Here’s a breakdown of how he did it by month in 2008:
While’s it is possible that Obama could replicate that sort of fundraising success between now and November, it’s going to be very tough. A quick bit of back-of-the-envelope math reveals that in the 10 months of active fundraising prior to the 2008 election, Obama averaged — yes, averaged — $66 million raised a month.
(So far in 2011, he hasn’t come anywhere close to that number; his best three months of fundraising — from April 1 through June 30 — brought in $46 million.)
Even if Obama could replicate his blistering 2008 pace, he would only raise in the neighborhood of $800 million for the 2012 election. (He began 2012 with $30 million more raised than he started with in 2008 .)
To raise the $870 million he needs to get to a billion, Obama would need to raise, roughly, $87 million a month, every month, between now and the end of October.
Possible? Sure.
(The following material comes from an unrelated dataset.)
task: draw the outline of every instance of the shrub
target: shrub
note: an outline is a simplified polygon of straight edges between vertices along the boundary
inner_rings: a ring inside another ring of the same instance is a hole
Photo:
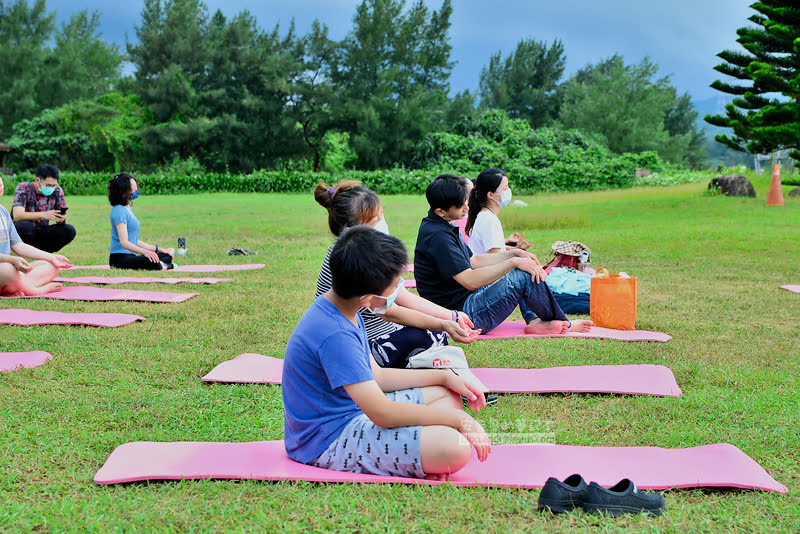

Probable? No.
“There is no way President Obama will meet the billion dollar goal on his current pace,” said Jack Oliver, who served as national finance director for then Texas Gov. George W. Bush’s 2000 presidential bid.
Not reaching $1 billion, however, doesn’t mean Obama’s fundraising haul is unimpressive. (The Obama team has long bristled at the idea that raising ten figures is even a remote possibility.) His $130 million raised in 2011 is roughly equivalent to the $132.5 million Bush raised in 2003 and dwarfs the $56 million that former Massachusetts governor Mitt Romney, the Republican frontrunner, brought in over the past year.
Obama won’t win or lose his race for a second term due to dearth of campaign cash. But a billion dollar man he (almost certainly) won’t be.